Another thing about confessions that limited the frequency of my visits was remembering how long it had been since my last confession. For non-Catholics, I’d explain a little. When you go for confessions, you say, “Bless me, Father, for I have sinned. It’s been (here you say how long it has been since your last confession) since my last confession.” And therein lies problem number deux. How do I say it’s been six years and eight months since my last confession, or worse still, say I do not remember the last time I visited the confessionary?
Although I have to admit that these days I get the idea of confessing and admitting your wrong doings to someone, but maybe I’d prefer to actually confess to my fellow brothers and sisters like we are told to do during mass, than a priest who is human, who might be tempted to get creative with my atrocities. Of course this is just an excuse.

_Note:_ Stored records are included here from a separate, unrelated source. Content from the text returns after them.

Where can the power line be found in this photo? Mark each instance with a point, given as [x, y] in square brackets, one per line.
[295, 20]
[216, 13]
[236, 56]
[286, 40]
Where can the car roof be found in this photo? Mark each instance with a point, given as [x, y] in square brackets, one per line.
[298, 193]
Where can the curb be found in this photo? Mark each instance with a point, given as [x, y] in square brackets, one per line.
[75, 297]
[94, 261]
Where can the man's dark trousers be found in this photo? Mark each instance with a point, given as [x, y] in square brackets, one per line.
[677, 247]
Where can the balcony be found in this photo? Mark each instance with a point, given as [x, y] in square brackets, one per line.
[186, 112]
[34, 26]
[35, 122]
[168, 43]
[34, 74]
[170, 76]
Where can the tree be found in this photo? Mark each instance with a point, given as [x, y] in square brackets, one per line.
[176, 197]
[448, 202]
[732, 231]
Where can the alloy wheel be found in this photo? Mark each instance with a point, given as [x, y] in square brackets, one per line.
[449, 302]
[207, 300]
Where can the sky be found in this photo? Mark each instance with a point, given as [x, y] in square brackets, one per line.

On a lighter note, if I were a priest and you came in for confession and confessed to fornication or adultery, normally, I think priests always assume that it wasn’t premeditated, but not me. I’d want to know if it was. I’d ask something like, “Did you shave before going to visit him?” “Did you wear your best underwear?” “Why did you buy a whole pack of condoms before you invited her if it was just a sleepover? Huh, why Osakpolor?” Depending on their answer, I’d have to decide on an appropriate penance. None of those ten Hail Marys penance, nah, actual punishments lol.
On another note, last Eater, I promised to find out the origin of Easter eggs and why it’s the symbol of Easter. Well, it turns out to be nothing interesting really. It is an old custom of German origin where eggs were used to depict new beginnings and rebirths. To be honest, it all sounds very pagan. Which reminds me of the two-hour-long conversation I had with my JW friend who says Easter is a pagan festival. It’s weird to say that I agree, especially since I’m a catholic and I’ve been pumped to celebrate Easter this year. In fact, immediately I got home after mass last night, I had Handel’s Messiah Part III on repeat. But my friend made some really good verifiable points, and I agree with her. Still, I think that it all depends on why you are celebrating.

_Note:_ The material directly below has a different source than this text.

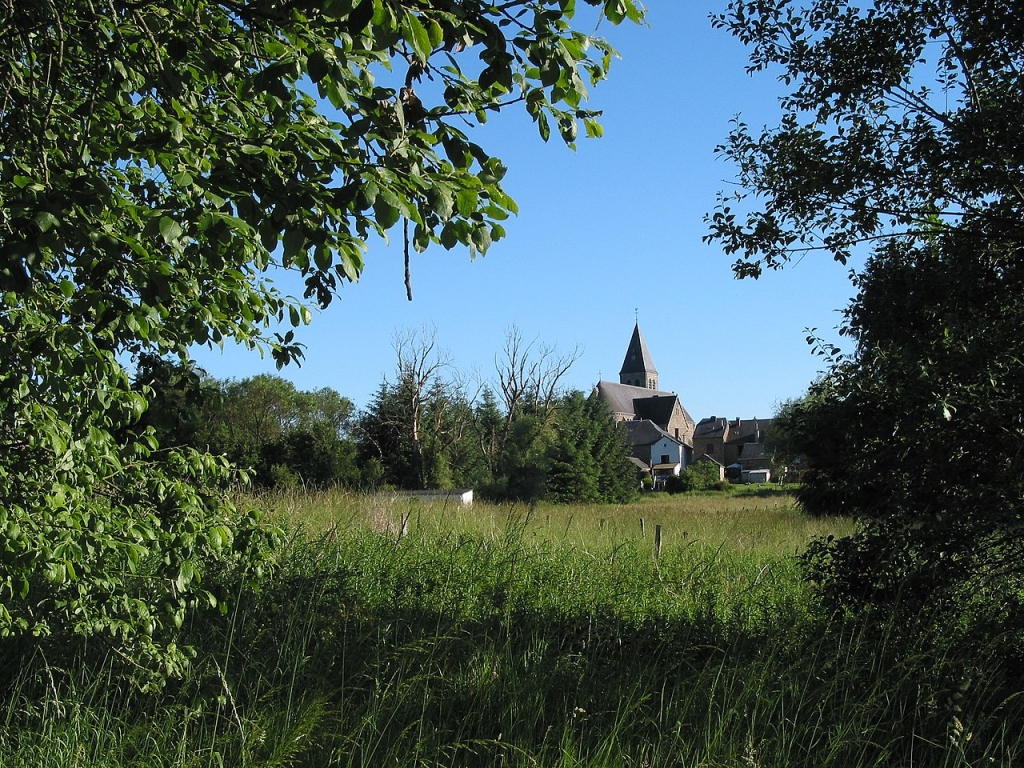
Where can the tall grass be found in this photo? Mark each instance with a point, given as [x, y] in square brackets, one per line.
[423, 635]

On yet another note, a few days ago, I came across some artworks dating back to the 1970s titled “Jesus Mafa”, and you should check them out. They are essentially an African interpretation of the accounts of the New Testament. What I found unique about them was that Jesus and everyone else were depicted as Cameroonian. In the past I might not have been open to something like that because of the image of Jesus I grew up with but after realising that Jesus was in fact not Caucasian and doesn’t look like the images I saw growing up, I’ve become more fluid after all God did say “Let us make man in our image and likeness” so maybe Jesus does look a little like me.
Anyways, that’s all for now. Enjoy your Easter.